Os quatro quarteirões da via – criada pelo projeto da nova capital de Minas Gerais – recebeu o nome do povo indígena que vivia na região do Rio Paraguai e era conhecido pela habilidade com os cavalos.
A rua se tornou famosa em todo país graças à prostituta Hilda Furacão que, segundo o escritor Roberto Drumond que a imortalizou, trabalhava na região. Hoje, mais de quatro mil garotas de programa atuam nos 25 hotéis da região, segundo a Associação das Prostitutas de Minas Gerais (Aprosmig). (leia mais abaixo)
A vocação de zona boêmia da região vem desde a criação da cidade. No início do século XX, a Guaicurus era conhecida por ser uma região industrial. Pela manhã, os operários lotavam as fábricas e a estação ferroviária ficava movimentada. À noite, era a vez dos cabarés.
Segundo a professora e pesquisadora Luciana de Andrade, coautora do artigo “A territorialidade da prostituição em Belo Horizonte”, é difícil estabelecer uma data exata em que a Guaicurus ficou conhecida pela prostituição.

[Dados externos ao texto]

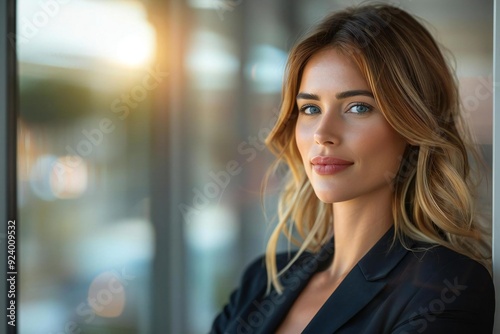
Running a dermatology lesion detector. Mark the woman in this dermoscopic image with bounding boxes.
[212,5,495,334]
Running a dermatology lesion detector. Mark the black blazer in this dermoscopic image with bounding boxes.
[210,229,495,334]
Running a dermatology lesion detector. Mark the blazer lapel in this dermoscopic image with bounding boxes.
[247,240,333,334]
[303,228,410,334]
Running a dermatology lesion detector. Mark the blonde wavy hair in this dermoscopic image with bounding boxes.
[266,4,491,292]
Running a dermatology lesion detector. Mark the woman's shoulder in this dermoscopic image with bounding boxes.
[410,243,491,279]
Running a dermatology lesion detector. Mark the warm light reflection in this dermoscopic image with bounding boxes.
[29,155,88,201]
[50,156,88,199]
[186,31,240,90]
[17,0,156,67]
[88,271,125,318]
[245,44,287,93]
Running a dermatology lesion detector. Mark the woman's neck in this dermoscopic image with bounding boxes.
[329,190,393,280]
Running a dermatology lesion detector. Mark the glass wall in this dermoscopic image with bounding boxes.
[15,0,493,334]
[16,0,155,333]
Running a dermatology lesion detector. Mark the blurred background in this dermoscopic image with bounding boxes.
[16,0,493,334]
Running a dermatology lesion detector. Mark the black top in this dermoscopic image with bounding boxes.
[210,228,495,334]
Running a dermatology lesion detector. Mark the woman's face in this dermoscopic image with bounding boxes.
[295,49,406,203]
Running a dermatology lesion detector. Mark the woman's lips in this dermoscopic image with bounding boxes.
[311,156,354,175]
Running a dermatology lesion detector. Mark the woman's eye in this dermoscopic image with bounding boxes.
[300,105,321,115]
[348,104,372,114]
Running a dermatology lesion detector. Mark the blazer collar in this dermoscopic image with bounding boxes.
[303,228,412,334]
[240,228,411,334]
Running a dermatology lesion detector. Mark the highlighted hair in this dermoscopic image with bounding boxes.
[266,4,491,292]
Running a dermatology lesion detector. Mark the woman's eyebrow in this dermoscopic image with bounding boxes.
[297,89,374,101]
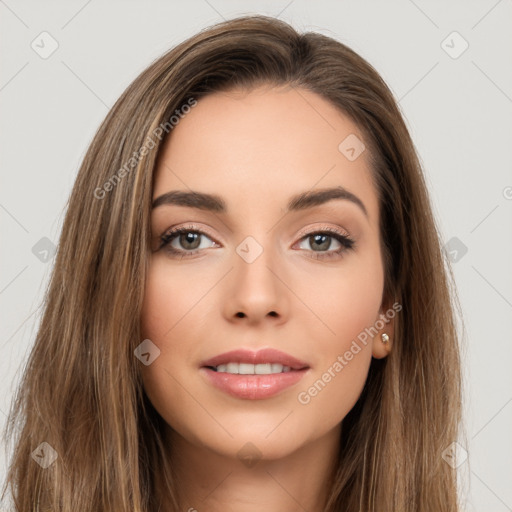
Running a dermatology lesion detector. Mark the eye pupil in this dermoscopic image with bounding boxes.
[180,231,200,250]
[309,233,331,250]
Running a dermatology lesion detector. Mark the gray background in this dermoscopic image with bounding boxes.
[0,0,512,512]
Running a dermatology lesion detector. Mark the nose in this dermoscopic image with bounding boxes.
[224,243,291,325]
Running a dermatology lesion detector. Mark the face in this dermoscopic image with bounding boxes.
[141,83,392,459]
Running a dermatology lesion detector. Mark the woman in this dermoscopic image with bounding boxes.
[2,16,461,512]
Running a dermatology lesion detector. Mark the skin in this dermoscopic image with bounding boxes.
[141,82,393,512]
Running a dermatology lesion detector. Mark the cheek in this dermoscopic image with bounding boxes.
[296,249,384,344]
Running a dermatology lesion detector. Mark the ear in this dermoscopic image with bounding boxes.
[372,304,396,359]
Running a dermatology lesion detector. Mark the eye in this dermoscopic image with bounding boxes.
[299,228,355,259]
[160,226,217,258]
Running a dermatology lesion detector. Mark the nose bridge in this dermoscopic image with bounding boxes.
[226,232,287,321]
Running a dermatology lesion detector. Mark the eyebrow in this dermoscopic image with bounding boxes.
[152,186,368,217]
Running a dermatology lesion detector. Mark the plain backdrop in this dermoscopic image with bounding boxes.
[0,0,512,512]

A falta de dados sobre o tema também está ligada à invisibilidade das trabalhadoras sexuais.
“A prostituição era tolerada, mas condenada. A polícia tentava evitar que as trabalhadoras saíssem para as ruas, então elas ficavam só nos cabarés. Não tem registro da chegada delas”, disse.
Luciana ainda relembra uma frase histórica do escritor José Nava:
“Neste bairro, pertinho da estação do trem de ferro, instalaram-se as mulheres de isca. Não haviam sido convocadas por Aarão Reis, mas se instalaram”.

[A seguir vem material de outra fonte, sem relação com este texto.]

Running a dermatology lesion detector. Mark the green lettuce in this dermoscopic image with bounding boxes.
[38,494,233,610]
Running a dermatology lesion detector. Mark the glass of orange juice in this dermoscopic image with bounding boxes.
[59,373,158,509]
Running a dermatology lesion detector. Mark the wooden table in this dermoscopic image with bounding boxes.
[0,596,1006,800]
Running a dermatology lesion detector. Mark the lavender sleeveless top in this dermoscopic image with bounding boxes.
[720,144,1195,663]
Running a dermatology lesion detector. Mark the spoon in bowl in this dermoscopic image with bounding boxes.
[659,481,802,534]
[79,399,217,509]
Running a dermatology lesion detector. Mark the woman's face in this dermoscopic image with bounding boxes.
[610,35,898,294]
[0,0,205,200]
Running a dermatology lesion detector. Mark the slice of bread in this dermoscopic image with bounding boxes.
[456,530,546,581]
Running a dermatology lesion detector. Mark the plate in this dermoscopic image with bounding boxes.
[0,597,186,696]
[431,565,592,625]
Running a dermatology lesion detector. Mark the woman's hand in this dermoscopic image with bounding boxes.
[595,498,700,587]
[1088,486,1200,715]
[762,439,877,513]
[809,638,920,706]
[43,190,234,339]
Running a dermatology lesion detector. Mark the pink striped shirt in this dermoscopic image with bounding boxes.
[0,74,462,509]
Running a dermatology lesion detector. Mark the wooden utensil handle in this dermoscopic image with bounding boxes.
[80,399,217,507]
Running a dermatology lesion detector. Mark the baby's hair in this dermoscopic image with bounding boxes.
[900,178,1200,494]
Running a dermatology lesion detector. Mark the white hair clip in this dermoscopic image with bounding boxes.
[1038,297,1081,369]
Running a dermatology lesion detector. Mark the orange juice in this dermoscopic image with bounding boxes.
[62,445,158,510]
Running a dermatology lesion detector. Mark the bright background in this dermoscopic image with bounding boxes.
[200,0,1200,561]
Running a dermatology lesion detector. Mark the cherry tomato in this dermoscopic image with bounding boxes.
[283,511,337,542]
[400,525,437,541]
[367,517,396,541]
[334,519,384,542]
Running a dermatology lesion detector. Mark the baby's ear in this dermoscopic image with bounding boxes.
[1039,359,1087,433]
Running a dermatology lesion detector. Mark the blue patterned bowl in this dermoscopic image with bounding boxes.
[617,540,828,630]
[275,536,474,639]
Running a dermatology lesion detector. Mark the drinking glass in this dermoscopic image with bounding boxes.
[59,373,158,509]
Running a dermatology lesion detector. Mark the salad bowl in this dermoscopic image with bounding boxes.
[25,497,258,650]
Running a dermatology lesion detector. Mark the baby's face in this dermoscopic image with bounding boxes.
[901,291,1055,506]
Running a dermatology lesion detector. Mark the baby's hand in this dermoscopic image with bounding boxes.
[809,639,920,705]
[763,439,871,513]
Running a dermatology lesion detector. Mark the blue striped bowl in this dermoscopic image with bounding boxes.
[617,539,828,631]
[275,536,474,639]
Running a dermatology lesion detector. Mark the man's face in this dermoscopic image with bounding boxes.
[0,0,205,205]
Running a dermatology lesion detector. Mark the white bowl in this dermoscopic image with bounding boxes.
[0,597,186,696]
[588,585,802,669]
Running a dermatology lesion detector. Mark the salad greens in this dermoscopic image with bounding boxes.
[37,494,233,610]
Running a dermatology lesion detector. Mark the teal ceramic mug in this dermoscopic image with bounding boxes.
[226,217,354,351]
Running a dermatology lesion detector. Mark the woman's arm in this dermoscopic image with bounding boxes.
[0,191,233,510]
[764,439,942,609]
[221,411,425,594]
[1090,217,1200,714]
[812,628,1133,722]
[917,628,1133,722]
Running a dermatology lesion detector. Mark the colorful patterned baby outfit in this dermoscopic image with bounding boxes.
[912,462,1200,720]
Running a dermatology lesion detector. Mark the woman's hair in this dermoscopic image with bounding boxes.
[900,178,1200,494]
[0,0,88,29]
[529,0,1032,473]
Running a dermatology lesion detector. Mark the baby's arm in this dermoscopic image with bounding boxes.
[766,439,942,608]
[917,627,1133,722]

A pesquisadora professora de Ciências Sociais da pós-graduação PUC Minas, Juliana Gonzaga Jayme, disse que a zona boêmia existe desde o começo do século XX, e uma das suas características mais fortes é estar próxima às rodoviárias e estações ferroviárias. Esse atributo ocorre não somente em Belo Horizonte, mas em outras capitais do país.
Segundo ela, o termo “zona” sempre foi usado para divisão de regionais, mas em locais que abrigam bordéis e casas de encontro, a palavra tomou um sentido pejorativo e passou a fazer alusão à desordem.

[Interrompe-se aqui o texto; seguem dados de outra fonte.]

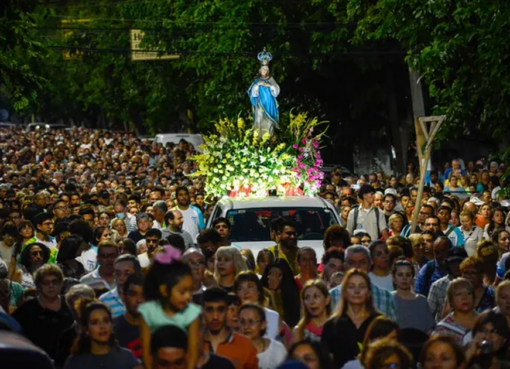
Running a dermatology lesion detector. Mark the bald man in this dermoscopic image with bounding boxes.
[161,209,195,250]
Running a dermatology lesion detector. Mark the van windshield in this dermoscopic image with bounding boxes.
[227,207,338,242]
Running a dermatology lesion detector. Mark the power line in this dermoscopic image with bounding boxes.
[48,15,358,27]
[49,45,406,58]
[46,0,330,9]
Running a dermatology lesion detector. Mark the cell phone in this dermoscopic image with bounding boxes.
[480,340,493,355]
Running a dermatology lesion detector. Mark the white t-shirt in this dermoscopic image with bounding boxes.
[0,241,13,265]
[138,252,151,268]
[76,247,97,273]
[264,308,280,340]
[257,340,287,369]
[368,272,395,292]
[179,207,199,240]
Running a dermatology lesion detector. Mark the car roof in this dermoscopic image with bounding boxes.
[219,196,328,209]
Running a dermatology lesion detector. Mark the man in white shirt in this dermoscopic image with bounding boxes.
[347,185,388,240]
[161,210,195,250]
[175,186,205,240]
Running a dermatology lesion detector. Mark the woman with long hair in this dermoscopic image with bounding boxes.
[404,200,415,223]
[295,247,317,291]
[293,279,331,342]
[214,246,248,293]
[234,271,283,339]
[255,249,274,277]
[18,220,35,245]
[368,241,395,292]
[408,233,429,274]
[388,213,404,236]
[475,204,491,229]
[459,210,483,256]
[419,335,466,369]
[460,256,496,313]
[392,259,435,333]
[239,304,287,369]
[261,259,300,327]
[64,299,141,369]
[491,229,510,259]
[475,240,499,286]
[287,340,332,369]
[321,269,380,368]
[483,209,505,240]
[112,218,128,238]
[92,226,111,246]
[432,278,478,344]
[466,310,510,368]
[342,316,399,369]
[57,234,85,279]
[13,242,50,289]
[363,338,414,369]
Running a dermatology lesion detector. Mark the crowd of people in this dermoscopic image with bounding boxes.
[0,129,510,369]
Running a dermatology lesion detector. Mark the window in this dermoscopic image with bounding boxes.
[227,207,338,242]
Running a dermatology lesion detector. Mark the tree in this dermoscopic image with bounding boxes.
[34,0,414,170]
[0,0,46,111]
[348,0,510,138]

“O trabalho sexual ainda é muito estigmatizado. A Rua Guaicurus tem uma questão afetiva com a cidade, mas não deixa de ser estigmatizado. Por exemplo, a juventude da camada média não vai lá tomar uma cerveja, né? Ainda tem um estigma sim, mas a Rua está no imaginário de Belo Horizonte”, disse Juliana.
Coração da boêmia
Hotel Magnífico, Rua Guaicurus
Jô Andrade/g1 Minas
No coração da Rua Guaicurus, um dos prédios mais antigos e tradicionais da cidade guarda várias histórias das trabalhadoras do sexo. Com 54 quartos e corredores largos, o Hotel Magnífico foi construído antes mesmo da famosa rua ser conhecida como ponto de encontros.
O assoalho é antigo. As portas de madeira têm os nomes das trabalhadoras sexuais que ali estão hospedadas. A estrutura arquitetônica da década de 1930 chama a atenção.
Construído no ano de 1939 por um engenheiro italiano, o local funcionava, inicialmente, como uma pensão para os turistas e trabalhadores que vinham para se hospedar em Belo Horizonte. A região comercial era o atrativo principal, e até hoje muitas lojas funcionam em galpões, na área que fica embaixo dos hotéis.
Essa lógica de construção também foi pensada para que os clientes que iam até esses galpões atacadistas se hospedassem nos hotéis, fortalecendo a economia local. No entanto, em pouco mais de um ano o Magnífico quebrou. Na época, a Justiça ordenou que fossem recolhidas as louças e pratarias, para pagar as dívidas com os credores. Porém, nenhum objeto foi encontrado, tampouco a proprietária do estabelecimento.
Em 1940, a bisavó do estudante de cinema e diretor do Movimento Distrito Guaicurus, Flávio Dornas, assumiu o hotel. No mesmo ano, as prostitutas fizeram dali um local de trabalho. Na época, o Magnífico ressurgiu com as características de um cabaré, com direito a serviço de alimentação, bar e as “destemidas” performances artísticas.
Hoje, o hotel tem grande movimentação em qualquer horário do dia, mas no período da tarde percebe-se um fluxo maior de homens, — no conhecido “sobe e desce” — que se esbarram entre os corredores escuros com luzes vermelhas.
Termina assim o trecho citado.